Ein Gedanke, der mir während des Schreibens kam, ist, dass interessanterweise viele der aufgelisteten Punkte in meinen Augen nicht nur für die Hochschullehre, sondern auch für das „ganz normale Leben“ von Bedeutung sind: Strukturen vorgeben und sich daran halten, auf die (Körper-)Sprache achten, Höflichkeit zeigen, empathisch handeln, die eigene Sichtweise darstellen und die persönlichen Denk- und Handlungsmuster hinterfragen – all das sind Sachen, die auch zum Alltag irgendwie dazugehören. Sich mit ihnen zu beschäftigen, könnte aus uns also nicht nur bessere Lehrende und Lernende machen, sondern auch bessere Menschen.

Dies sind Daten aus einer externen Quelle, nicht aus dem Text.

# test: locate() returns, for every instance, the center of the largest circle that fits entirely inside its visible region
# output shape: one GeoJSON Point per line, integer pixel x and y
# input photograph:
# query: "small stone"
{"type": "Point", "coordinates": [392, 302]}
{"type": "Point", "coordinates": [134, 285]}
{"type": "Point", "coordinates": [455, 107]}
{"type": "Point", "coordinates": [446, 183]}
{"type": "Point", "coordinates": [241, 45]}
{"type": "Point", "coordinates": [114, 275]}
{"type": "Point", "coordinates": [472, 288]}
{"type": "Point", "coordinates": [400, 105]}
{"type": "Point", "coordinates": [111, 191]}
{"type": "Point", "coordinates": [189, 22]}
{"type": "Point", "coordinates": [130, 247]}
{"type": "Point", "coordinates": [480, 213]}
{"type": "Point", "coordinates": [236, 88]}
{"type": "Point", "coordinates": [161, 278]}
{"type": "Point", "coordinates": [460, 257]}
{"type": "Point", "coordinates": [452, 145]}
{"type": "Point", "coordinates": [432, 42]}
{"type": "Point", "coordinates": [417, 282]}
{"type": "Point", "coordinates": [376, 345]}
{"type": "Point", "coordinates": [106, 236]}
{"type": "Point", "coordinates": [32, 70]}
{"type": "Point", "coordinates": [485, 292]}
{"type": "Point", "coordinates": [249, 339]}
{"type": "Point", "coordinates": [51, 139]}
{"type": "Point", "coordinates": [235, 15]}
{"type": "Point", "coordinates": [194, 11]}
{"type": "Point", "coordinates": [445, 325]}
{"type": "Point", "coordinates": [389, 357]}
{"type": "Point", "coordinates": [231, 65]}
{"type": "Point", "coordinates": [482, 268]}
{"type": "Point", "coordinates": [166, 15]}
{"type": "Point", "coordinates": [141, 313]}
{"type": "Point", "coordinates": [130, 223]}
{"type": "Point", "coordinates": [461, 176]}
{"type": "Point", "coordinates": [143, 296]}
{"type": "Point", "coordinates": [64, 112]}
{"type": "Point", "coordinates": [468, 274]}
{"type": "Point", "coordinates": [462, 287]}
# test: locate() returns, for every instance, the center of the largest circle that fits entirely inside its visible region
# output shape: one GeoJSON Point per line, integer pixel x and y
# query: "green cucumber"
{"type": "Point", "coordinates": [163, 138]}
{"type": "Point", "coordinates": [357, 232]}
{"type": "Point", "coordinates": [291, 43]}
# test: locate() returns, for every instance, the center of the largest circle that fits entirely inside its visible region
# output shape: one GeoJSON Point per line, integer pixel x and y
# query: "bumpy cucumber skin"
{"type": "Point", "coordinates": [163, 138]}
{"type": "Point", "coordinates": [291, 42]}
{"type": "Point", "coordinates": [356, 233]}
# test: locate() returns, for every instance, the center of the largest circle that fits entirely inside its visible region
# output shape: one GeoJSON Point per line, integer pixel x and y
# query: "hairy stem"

Genug des Philosophierens. Zum Schluss möchte ich nur noch einen kleinen Hinweis aussprechen: Während der Recherche für diesen Artikel, bin ich auf ein Buch gestoßen, welches mir schlicht und ergreifend aus der Seele sprach. Die Rede ist von Immanuel Ulrichs „Gute Lehre in der Hochschule. Praxistipps zur Planung und Gestaltung von Lehrveranstaltungen.“, erschienen 2016 im Springer-Verlag. Es war keine Faulheit, derer wegen ich in diesem gesamten Text keine andere Quelle zitiert habe. In diesem Buch stand einfach kurz und simpel erklärt alles drin, was ich im letzten Semester vermisst habe, daher habe ich keine Notwendigkeit gesehen, mich noch anderweitig umzuschauen. Vor diesem Hintergrund möchte ich dessen Lektüre allen Lehrenden und solchen, die es werden wollen, wärmstens ans Herz legen. Studentische Dankbarkeit wäre Ihnen gewiss! 😉
Bibliographie
Ulrich, Immanuel (2016): Gute Lehre in der Hochschule. Praxistipps zur Planung und Gestaltung von Lehrveranstaltungen. Wiesbaden: Springer Fachmedien.